"Good," he said, truly impressed with her. "It is that sort of spirit that not only inspired the Order of the Phoenix but also created it, and it's what has kept it alive for all these years. That notion that someone refuses not to do the greater good is what kept us from falling into the hands of wizards so evil, people were too terrified to say their names. Personally, I like that you have that same spirit, and I don't think you should lose it or let anyone tell you otherwise. You know, a few of the original members of the Order are still around these parts and still fight for those things, people who knew and fought along side your grandparents. If we come across any of those people on one of those weekends, you might like to meet them, maybe. You might find that they have all sorts of ideas of what you can do to be doing something. If there is anyone who knows what a wizarding war is like, it would be those who have been through one. And, perhaps, those who have been through both of them might have more ideas."

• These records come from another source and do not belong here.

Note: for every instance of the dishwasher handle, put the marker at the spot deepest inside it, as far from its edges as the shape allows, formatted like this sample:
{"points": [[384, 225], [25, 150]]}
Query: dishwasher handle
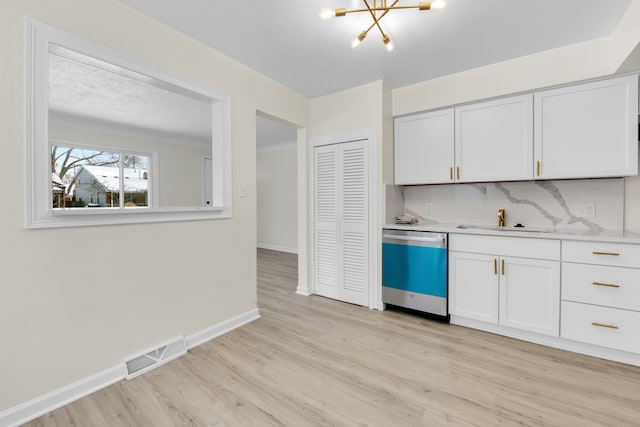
{"points": [[413, 238]]}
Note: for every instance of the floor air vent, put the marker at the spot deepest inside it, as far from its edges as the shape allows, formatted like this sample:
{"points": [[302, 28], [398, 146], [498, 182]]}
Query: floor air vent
{"points": [[151, 359]]}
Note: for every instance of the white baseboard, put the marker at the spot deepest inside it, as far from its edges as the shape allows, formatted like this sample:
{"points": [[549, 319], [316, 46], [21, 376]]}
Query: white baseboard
{"points": [[277, 248], [228, 325], [55, 399], [303, 291], [51, 401]]}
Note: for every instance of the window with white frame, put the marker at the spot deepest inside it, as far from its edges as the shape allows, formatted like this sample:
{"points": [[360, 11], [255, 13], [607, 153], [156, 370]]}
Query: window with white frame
{"points": [[159, 145], [92, 177]]}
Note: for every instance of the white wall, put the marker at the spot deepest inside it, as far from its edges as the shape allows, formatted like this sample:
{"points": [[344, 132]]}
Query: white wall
{"points": [[77, 301], [595, 58], [360, 109], [277, 198]]}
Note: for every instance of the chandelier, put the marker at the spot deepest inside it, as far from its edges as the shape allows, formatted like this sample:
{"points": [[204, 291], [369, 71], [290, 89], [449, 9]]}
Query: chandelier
{"points": [[378, 9]]}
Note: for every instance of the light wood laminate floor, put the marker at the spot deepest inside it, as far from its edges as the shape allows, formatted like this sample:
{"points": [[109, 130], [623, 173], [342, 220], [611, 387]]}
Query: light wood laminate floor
{"points": [[314, 361]]}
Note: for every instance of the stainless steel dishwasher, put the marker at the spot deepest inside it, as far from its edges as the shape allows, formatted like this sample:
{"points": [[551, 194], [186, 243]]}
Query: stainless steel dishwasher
{"points": [[414, 271]]}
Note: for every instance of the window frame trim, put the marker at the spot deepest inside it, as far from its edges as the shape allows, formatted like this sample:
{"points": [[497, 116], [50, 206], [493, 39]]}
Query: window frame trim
{"points": [[38, 204]]}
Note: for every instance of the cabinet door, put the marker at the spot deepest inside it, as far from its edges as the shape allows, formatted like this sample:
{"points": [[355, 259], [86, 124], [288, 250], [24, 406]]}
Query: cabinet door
{"points": [[423, 148], [473, 286], [588, 130], [494, 140], [530, 295]]}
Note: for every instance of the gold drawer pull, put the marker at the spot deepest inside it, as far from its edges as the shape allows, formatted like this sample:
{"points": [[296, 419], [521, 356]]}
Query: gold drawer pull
{"points": [[609, 285], [604, 325]]}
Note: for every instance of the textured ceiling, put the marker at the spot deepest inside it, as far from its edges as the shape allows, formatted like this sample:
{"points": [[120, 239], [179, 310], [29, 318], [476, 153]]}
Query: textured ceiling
{"points": [[102, 97]]}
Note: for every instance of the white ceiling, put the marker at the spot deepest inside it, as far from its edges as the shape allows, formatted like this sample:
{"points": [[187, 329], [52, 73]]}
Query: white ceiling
{"points": [[86, 92], [288, 42]]}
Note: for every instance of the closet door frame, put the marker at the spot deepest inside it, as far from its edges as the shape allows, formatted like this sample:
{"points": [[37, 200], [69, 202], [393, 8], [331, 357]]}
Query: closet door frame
{"points": [[374, 249]]}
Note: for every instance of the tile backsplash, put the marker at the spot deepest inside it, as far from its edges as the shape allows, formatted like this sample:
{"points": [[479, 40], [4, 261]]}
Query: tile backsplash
{"points": [[590, 204]]}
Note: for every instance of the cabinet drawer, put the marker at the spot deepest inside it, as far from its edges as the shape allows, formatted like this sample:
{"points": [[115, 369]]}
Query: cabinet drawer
{"points": [[603, 326], [511, 246], [616, 254], [602, 285]]}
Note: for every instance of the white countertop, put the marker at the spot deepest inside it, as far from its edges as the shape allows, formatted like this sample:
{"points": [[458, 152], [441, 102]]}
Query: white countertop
{"points": [[615, 236]]}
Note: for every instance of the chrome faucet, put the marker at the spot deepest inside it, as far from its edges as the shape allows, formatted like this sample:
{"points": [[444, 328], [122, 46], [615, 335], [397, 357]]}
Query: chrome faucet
{"points": [[501, 215]]}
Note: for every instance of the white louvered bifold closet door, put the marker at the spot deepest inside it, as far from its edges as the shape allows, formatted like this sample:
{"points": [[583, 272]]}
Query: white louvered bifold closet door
{"points": [[341, 196]]}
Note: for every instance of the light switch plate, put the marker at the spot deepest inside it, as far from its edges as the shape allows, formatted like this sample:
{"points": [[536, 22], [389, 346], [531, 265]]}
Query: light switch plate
{"points": [[585, 210]]}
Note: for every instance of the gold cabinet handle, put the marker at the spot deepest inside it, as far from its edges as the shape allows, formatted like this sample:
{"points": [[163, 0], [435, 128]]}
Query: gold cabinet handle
{"points": [[609, 285], [605, 253], [604, 325]]}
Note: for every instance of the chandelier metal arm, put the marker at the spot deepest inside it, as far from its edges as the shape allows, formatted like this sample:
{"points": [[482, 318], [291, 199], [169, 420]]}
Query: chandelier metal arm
{"points": [[375, 18], [420, 6], [379, 11]]}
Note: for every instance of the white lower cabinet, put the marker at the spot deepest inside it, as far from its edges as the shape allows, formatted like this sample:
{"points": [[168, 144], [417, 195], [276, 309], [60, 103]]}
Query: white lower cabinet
{"points": [[520, 290], [601, 294]]}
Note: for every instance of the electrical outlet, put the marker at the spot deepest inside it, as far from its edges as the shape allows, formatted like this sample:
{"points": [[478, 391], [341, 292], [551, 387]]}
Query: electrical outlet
{"points": [[586, 210]]}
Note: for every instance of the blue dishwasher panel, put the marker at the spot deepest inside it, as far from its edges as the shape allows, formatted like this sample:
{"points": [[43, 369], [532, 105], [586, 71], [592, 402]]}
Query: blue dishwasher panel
{"points": [[417, 269]]}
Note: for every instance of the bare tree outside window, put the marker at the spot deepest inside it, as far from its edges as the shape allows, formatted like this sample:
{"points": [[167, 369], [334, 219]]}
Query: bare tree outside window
{"points": [[84, 177]]}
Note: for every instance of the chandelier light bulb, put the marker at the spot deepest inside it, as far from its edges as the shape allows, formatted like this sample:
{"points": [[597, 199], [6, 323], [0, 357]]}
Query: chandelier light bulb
{"points": [[356, 42], [377, 12], [388, 43], [327, 13]]}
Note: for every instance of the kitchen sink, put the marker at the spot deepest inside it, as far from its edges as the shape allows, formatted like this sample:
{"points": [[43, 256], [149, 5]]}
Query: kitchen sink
{"points": [[496, 228]]}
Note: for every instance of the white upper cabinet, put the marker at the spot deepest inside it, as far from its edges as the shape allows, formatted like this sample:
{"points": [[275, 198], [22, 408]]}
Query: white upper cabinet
{"points": [[494, 140], [587, 130], [423, 148]]}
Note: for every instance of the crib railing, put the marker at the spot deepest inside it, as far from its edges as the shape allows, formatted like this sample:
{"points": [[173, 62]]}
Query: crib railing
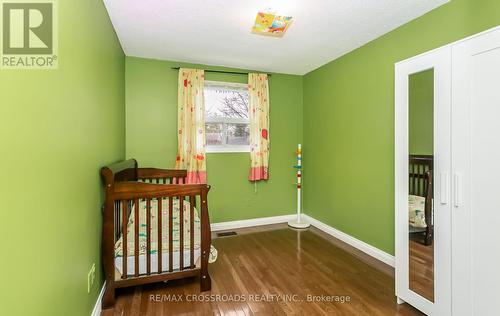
{"points": [[123, 199], [130, 194]]}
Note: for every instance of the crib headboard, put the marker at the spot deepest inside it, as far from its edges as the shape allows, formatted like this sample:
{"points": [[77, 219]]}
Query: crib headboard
{"points": [[420, 169], [121, 171]]}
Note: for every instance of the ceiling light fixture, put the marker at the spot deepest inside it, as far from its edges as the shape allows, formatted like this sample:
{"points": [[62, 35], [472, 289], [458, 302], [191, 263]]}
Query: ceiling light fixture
{"points": [[270, 24]]}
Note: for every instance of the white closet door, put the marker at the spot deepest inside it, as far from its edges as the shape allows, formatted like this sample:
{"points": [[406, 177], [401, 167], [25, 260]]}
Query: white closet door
{"points": [[476, 176]]}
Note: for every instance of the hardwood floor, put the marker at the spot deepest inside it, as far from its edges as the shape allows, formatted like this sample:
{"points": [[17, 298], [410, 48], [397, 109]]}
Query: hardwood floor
{"points": [[421, 266], [271, 271]]}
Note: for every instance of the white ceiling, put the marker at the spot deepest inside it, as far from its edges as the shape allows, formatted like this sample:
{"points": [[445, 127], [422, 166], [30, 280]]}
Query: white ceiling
{"points": [[217, 32]]}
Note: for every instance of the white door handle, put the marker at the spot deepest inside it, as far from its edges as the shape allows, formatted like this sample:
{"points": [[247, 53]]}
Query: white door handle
{"points": [[457, 189], [444, 187]]}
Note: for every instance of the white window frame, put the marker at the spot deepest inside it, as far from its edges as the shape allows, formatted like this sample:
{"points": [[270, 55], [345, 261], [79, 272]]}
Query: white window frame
{"points": [[224, 148]]}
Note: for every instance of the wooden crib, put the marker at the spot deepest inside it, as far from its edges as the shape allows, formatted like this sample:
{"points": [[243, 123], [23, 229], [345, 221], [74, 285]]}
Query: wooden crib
{"points": [[421, 183], [126, 185]]}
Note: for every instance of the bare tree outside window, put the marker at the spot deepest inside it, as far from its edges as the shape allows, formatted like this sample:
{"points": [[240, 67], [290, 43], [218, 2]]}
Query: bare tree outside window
{"points": [[227, 119]]}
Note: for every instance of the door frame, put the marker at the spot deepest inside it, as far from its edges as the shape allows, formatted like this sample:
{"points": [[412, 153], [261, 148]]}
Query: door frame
{"points": [[440, 61]]}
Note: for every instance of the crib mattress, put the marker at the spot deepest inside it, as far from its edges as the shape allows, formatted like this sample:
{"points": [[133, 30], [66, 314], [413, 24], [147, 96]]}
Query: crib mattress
{"points": [[154, 262]]}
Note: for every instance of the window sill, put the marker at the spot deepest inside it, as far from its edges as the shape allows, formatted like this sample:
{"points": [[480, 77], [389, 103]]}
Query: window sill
{"points": [[227, 149]]}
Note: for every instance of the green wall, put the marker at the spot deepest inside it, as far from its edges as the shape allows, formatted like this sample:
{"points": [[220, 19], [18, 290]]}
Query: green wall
{"points": [[421, 113], [151, 101], [57, 128], [349, 121]]}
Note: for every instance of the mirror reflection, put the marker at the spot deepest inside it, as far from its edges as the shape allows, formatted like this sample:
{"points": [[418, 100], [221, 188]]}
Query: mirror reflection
{"points": [[420, 199]]}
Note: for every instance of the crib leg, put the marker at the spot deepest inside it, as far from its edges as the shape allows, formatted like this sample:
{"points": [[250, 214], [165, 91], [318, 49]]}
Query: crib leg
{"points": [[205, 281], [108, 299]]}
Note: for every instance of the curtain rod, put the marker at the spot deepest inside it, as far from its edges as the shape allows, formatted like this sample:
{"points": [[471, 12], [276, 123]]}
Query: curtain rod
{"points": [[224, 72]]}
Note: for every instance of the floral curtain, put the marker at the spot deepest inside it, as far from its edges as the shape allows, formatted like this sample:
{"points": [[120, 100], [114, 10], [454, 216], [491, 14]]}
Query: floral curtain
{"points": [[258, 95], [191, 125]]}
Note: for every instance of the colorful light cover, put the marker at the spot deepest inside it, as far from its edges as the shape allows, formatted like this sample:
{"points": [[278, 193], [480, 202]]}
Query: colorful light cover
{"points": [[271, 24]]}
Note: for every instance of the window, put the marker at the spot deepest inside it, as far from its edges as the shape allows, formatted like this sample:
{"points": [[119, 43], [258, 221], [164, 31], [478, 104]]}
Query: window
{"points": [[226, 117]]}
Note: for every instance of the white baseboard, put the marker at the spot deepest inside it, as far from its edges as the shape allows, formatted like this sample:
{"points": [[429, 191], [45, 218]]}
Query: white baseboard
{"points": [[348, 239], [356, 243], [251, 222], [98, 305]]}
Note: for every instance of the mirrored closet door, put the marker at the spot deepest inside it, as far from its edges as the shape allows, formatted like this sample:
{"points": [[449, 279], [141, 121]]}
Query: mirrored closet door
{"points": [[423, 246]]}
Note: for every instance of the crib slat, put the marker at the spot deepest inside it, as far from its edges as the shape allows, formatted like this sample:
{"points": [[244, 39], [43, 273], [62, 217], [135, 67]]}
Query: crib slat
{"points": [[192, 200], [136, 237], [124, 239], [159, 243], [148, 236], [181, 231], [170, 234]]}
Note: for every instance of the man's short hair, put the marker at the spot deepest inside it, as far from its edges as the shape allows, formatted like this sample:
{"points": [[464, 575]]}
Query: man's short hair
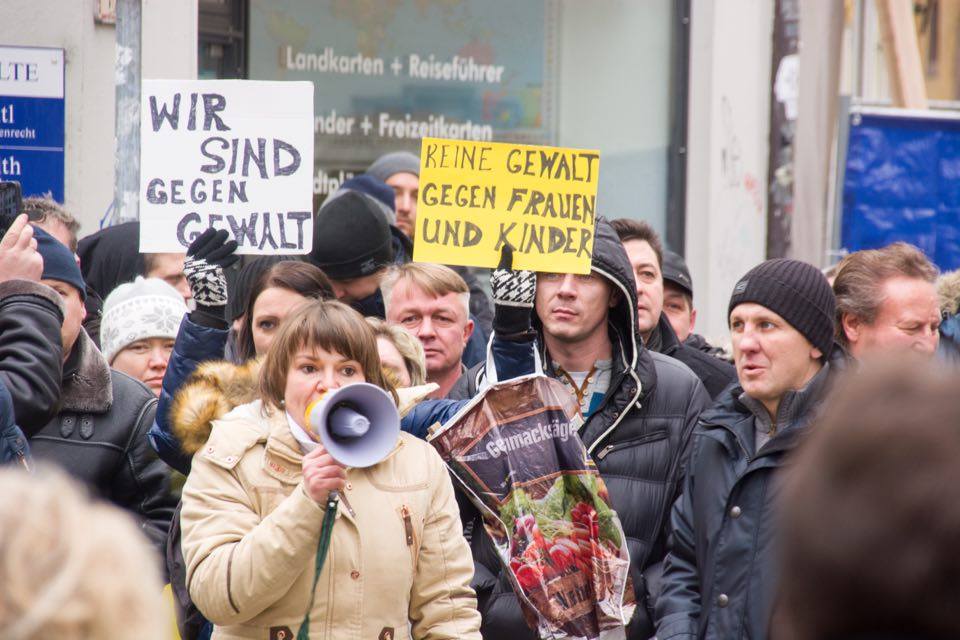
{"points": [[858, 285], [434, 279], [630, 229], [45, 209]]}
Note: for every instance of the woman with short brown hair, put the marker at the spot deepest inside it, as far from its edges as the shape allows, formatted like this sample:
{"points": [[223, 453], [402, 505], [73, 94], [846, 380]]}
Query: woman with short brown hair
{"points": [[255, 500]]}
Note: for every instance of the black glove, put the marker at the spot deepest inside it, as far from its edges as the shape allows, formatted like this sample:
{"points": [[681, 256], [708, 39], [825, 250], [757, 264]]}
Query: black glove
{"points": [[513, 295], [207, 257]]}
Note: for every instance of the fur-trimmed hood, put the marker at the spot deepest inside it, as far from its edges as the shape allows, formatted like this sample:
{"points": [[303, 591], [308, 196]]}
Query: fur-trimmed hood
{"points": [[216, 388], [88, 387], [212, 392], [948, 288]]}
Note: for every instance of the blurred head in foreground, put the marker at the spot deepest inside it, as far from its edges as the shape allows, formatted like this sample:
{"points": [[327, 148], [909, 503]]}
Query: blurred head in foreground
{"points": [[71, 568], [871, 511]]}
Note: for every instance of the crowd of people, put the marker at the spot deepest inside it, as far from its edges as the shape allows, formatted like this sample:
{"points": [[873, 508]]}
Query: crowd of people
{"points": [[765, 489]]}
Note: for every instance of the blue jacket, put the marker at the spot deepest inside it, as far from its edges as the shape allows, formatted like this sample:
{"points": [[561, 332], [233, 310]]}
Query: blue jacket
{"points": [[194, 344], [720, 577]]}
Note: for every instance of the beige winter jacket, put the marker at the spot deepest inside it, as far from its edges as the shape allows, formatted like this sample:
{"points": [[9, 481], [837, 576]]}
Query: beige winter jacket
{"points": [[398, 565]]}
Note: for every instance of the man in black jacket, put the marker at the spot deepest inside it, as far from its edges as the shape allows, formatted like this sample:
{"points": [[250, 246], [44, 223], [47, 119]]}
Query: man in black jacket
{"points": [[30, 353], [719, 579], [639, 409], [645, 252], [100, 431]]}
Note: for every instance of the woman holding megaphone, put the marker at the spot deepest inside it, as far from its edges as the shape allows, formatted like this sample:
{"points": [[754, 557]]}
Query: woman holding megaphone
{"points": [[287, 532], [255, 502]]}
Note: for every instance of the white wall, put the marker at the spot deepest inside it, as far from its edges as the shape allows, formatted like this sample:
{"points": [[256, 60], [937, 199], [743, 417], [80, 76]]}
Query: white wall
{"points": [[169, 50], [728, 129], [614, 95]]}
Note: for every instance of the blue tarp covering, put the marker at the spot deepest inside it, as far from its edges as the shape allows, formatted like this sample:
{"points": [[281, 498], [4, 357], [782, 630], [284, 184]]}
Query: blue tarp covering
{"points": [[902, 182]]}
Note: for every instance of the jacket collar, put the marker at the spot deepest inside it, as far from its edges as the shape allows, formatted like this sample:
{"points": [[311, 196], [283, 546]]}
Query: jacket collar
{"points": [[87, 387]]}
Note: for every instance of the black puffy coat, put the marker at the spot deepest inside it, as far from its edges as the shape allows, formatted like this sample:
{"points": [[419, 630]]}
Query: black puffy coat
{"points": [[719, 578], [100, 437], [714, 373], [637, 437], [30, 351]]}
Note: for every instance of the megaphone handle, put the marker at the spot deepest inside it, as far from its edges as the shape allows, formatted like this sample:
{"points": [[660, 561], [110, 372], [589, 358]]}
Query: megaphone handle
{"points": [[326, 534]]}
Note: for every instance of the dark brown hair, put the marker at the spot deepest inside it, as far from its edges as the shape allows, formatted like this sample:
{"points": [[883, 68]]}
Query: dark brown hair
{"points": [[858, 285], [330, 325], [870, 511], [299, 277], [630, 229], [43, 210]]}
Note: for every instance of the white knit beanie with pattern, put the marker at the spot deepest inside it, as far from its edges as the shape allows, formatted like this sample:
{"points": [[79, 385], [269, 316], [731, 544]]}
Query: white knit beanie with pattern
{"points": [[144, 308]]}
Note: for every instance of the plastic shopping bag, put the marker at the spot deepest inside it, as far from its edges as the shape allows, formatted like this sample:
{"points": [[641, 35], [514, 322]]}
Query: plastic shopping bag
{"points": [[516, 450]]}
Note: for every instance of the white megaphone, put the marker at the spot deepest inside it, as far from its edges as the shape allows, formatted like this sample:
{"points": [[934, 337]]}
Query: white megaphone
{"points": [[358, 424]]}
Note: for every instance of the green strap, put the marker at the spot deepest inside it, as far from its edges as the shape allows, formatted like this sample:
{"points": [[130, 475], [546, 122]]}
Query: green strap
{"points": [[326, 533]]}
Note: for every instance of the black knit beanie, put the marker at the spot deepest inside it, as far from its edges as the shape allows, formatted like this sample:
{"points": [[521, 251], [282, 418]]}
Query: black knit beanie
{"points": [[59, 263], [351, 238], [796, 291]]}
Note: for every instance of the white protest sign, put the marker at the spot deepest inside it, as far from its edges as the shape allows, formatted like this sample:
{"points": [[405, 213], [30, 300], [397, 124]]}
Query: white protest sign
{"points": [[228, 154]]}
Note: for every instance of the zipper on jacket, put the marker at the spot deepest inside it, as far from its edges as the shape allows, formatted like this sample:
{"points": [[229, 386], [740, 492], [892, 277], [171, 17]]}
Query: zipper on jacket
{"points": [[407, 524], [409, 534], [623, 414], [650, 437], [346, 503]]}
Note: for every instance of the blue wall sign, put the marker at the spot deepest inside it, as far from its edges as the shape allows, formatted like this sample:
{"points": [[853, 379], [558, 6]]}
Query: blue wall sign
{"points": [[902, 182], [32, 119]]}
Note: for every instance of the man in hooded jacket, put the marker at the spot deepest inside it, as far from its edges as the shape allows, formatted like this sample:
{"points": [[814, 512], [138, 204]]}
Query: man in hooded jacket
{"points": [[639, 410], [99, 433]]}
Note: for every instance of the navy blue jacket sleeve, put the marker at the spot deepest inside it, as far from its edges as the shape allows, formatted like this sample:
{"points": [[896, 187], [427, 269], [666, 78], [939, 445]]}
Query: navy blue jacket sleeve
{"points": [[13, 444], [512, 359], [194, 344]]}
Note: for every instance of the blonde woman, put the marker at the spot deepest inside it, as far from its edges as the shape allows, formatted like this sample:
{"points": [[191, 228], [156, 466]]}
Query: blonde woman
{"points": [[73, 569], [401, 354]]}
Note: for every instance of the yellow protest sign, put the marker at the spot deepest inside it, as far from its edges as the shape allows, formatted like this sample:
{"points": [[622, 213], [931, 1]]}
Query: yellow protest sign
{"points": [[476, 196]]}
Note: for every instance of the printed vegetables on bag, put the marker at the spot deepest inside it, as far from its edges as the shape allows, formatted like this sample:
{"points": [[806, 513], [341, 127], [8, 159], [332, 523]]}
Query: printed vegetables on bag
{"points": [[516, 451]]}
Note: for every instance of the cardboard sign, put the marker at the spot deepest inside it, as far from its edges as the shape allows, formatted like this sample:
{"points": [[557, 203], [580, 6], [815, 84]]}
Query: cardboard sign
{"points": [[476, 196], [228, 154]]}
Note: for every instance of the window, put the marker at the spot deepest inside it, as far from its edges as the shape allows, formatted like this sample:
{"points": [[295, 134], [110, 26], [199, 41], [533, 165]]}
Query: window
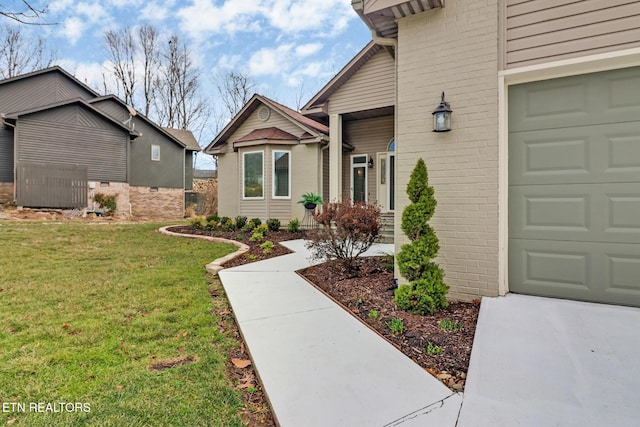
{"points": [[253, 175], [155, 153], [281, 174]]}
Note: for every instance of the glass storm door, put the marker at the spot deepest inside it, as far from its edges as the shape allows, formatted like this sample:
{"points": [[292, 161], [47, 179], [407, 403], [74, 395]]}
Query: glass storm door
{"points": [[359, 178]]}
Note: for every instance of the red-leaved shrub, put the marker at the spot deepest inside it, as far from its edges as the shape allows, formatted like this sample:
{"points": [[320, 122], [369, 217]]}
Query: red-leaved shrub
{"points": [[345, 232]]}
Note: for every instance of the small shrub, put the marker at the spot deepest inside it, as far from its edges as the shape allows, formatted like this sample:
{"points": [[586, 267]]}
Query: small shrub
{"points": [[227, 224], [396, 325], [197, 222], [433, 350], [256, 236], [346, 232], [213, 217], [273, 224], [425, 295], [449, 325], [241, 221], [107, 202], [251, 224], [294, 225], [267, 247]]}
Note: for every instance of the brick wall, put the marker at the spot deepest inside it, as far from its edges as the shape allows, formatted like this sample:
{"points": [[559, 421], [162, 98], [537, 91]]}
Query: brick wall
{"points": [[454, 49], [6, 192], [164, 203]]}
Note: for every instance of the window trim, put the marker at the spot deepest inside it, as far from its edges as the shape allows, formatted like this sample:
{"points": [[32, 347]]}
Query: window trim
{"points": [[244, 197], [273, 175], [152, 156]]}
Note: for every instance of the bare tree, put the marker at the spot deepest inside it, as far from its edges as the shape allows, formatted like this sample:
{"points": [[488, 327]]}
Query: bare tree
{"points": [[28, 14], [122, 51], [178, 101], [148, 38], [20, 54], [235, 89]]}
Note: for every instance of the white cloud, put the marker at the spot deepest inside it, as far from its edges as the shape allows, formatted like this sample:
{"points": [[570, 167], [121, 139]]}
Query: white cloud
{"points": [[308, 49]]}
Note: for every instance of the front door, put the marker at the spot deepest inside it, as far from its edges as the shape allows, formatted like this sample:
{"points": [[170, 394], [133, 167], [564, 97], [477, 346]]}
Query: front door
{"points": [[382, 181], [359, 178]]}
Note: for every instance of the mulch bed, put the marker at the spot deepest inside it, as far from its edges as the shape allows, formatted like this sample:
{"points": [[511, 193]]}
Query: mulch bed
{"points": [[369, 289]]}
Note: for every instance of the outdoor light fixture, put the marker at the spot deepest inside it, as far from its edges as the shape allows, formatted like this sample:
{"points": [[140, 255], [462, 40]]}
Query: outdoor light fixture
{"points": [[442, 117]]}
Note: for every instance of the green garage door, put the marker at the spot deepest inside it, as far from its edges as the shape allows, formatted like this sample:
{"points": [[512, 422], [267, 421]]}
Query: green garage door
{"points": [[574, 187]]}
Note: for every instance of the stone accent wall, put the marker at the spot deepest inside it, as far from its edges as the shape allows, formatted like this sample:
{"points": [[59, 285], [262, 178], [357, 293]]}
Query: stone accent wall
{"points": [[454, 49], [164, 203], [6, 192], [119, 188]]}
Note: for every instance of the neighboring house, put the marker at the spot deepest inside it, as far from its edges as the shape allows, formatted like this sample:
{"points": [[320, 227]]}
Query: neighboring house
{"points": [[538, 181], [61, 143], [268, 156]]}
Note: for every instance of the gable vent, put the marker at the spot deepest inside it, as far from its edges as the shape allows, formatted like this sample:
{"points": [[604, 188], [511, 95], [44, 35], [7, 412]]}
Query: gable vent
{"points": [[264, 113]]}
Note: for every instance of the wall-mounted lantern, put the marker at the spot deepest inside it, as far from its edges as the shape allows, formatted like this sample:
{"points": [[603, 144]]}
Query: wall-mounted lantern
{"points": [[442, 117]]}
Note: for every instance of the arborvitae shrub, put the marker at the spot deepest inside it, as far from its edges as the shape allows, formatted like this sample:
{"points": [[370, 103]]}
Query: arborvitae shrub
{"points": [[426, 293]]}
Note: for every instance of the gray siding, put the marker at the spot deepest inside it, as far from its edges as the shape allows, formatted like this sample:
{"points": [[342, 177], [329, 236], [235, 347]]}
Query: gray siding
{"points": [[549, 30], [6, 155], [75, 137], [168, 172], [372, 86], [39, 90]]}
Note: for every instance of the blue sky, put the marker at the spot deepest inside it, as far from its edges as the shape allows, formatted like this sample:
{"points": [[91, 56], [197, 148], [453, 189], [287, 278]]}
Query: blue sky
{"points": [[287, 46]]}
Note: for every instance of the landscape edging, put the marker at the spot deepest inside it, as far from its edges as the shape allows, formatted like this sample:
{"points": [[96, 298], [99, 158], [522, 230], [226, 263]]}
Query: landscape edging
{"points": [[216, 265]]}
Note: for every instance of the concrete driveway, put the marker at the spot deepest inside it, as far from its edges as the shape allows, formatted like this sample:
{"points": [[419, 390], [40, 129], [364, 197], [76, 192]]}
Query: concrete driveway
{"points": [[549, 362]]}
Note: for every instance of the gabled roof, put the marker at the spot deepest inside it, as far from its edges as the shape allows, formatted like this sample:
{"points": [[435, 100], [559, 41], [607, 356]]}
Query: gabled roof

"I know some of the Order members," he said. "I'm told I knew your grandparents before their accident, but I don't remember. I was so little back then. My father was a member in those years before he passed, and I grew up knowing a lot of them. I believe they would tell you to keep training with your Defense Against the Dark Arts skills so that you had confidence in your own skills and in your abilities to use them and when not to. They would want you to keep studying and learning all your can learn and to pay attention to what your strong suits are with your own magical skills and hone those as much as you can. If there's something I can do to be of assistance, I trust you'll ask me. It seems like your family and mine have been allies for over half a century. Some traditions are worth keeping." He smiled at her.
He could understand the granddaughter of Frank and Alice Longbottom. She had lost having the many gifts and blessings that grandparents can be to a child, just as he had lost his father. He wasn't going to quantify whose loss was greater. There was no price on lost time and lost love and broken dreams and hopes. Whether she comprehended it or not, he guessed she had heard, like everyone else, the legend of poor Benjy Fenwick, the Order member who had been killed in the First war and who had only been found in little bits and pieces, so he felt no compunction to bring it up. However, the truth he could plainly see. The two of them had common ground.